The Bank of England announced today that the Monetary Policy Committee (MPC) has decided to leave interest rates unchanged at 0.5% in November. There will also be no expansion of the quantitative easing programme. The decision comes in the same week that both the Australian and Indian Governments decided to raise interest rates. By contrast in the United States, the Federal Reserve commenced with a second round of monetary stimulus measures by injecting $600bn into the buying of US Treasury securities in order to boost a flagging US economy.
The UK and more specifically the Bank of England sits somewhere in the middle between these two approaches; neither as hawkish as the Indian and Australian Governments on the one hand, nor as liberal as their US counterparts on the other. We are beginning to see a distinct gap in the responses of the UK and US authorities in particular; this is of course notwithstanding the mind-boggling sums of money the Bank of England has already injected into the UK economy.
This is especially clear if we consider for a moment that the UK has already embarked upon aggressive fiscal retrenchment, whereas in comparison the US authorities have sought to delay fiscal tightening while the global recovery is still weak. This divergence in policy is considerable, with the UK flying the flag of fiscal conservatives, and the US employing the more Keynesian approach of invest in order to recover.
A more hawkish approach to monetary policy would at present be damaging for North East businesses therefore today’s announcement is welcome. A rise in the cost of debt maintenance at the present time is not what businesses or households for that matter need.

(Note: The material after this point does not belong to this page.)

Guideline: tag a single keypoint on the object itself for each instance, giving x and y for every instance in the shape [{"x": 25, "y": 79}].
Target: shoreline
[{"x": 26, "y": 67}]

The Bank of England appears not to be ruling out future QE which is wise; we must hope of course that this is not needed.
Who is right is quite literally the billion pound/dollar question. No doubt it will take a little time before historians begin to commentate on whom indeed was right. In the meantime businesses in the North East and the UK can only hope that it was the UK Government and the Bank of England, rather than the US Government and the Federal Reserve that made the right call: we shall see.